2) Remove positions within the box that clash with the protein.
3) Remove positions with poor shape score.
Steps 1 & 2 are straightforward. Step 3 needs some explanation. Poor shape
score refers to poor shape score w.r.t. the Gaussian Shape Scoring Function, and
FRED selects a cutoff value for the shape score of a probe atom. Any position
where the probe atom has a shape score below the cutoff value is removed from
the negative image. The cutoff value for the scores isn't directly specified.
What is specified is total volume of the negative image of the receptor site,
via option -excvol. FRED chooses a cutoff such that it creates an image with the
specified volume. If you increase your box size, FRED will increase the cutoff
score such that the size of the negative image remains constant. This can cause
it to reject poses it would accept with a smaller box, because positions that
previously had acceptable scores are now rejected. To increase box size and
retain previously acceptable poses, increase -excvol also.
Another reason not to use too large a box is simply that FRED will require more
time and steps to enumerate all possible poses in the box.
-
Scoring function references:
PLP
- D.K. Gehlhaar, G.M. Verkhivker, P.A. Rejto, C.J. Sherman, D.B. Fogel, L.J.

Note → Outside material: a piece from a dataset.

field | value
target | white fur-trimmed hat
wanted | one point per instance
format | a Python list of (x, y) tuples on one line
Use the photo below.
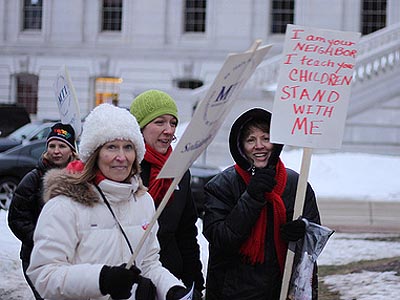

Fogel and S.T. Freer, "Molecular recognition of the inhibitor AG-1343 by
HIV-1 protease: Conformationally flexible docking by evolutionary programming",
Chemistry & Biology 1995, 2, 317-324.
- Chemscore
-
M.D. Eldridge, C.W. Murray, T.R. Auton, G.V. Paolini, and R.P. Mee, "Empirical
scoring functions: I. the development of a fast empirical scoring function to
estimate the binding affinity of ligands in receptor complexes", J. Computer-Aided
Molecular Design 11:425-445 (1997).
-
C.A. Baxter, C.W. Murray, D.E. Clark, D.R. Westhead and M.D. Eldridge, "Flexible
docking using TABU search and an empirical estimate of binding affinity",
Proteins, 33, 367-382 (1998).
- Screenscore
- M. Stahl and M. Rarey, "Detailed Analysis of Scoring Functions for
Virtual Screening", J. Med. Chem, 2001, 44, 1035-1042.
- ShapeGauss, ChemGauss
- Mark R. McGann, Harold R. Almond, Anthony Nicholls, J. Andrew Grant, and
Frank K. Brown, "Gaussian Docking Functions", Biopolymers, Vol. 68, pp.
76-90, 2003.
- Zap_Bind
- J. Andrew Grant, Barry T. Pickup and Anthony Nicholls, "A Smooth
Permittivity Function for Poisson-Boltzmann Solvation Methods", Journal of
Computational Chemistry, Vol. 22, No. 6, pp. 608-640, 2001.
-
What is the receptor box?
A Fred box is rectangular, oriented to the cartesian axes, and defined by a
molecule file where the X, Y, and Z ranges are defined by the max/min atom
coordinates. Thus, a minimal box file consists of only two atoms, but any
molecule file can be used (such as that of a bound ligand).
-
Can one atom satisfy multiple constraints?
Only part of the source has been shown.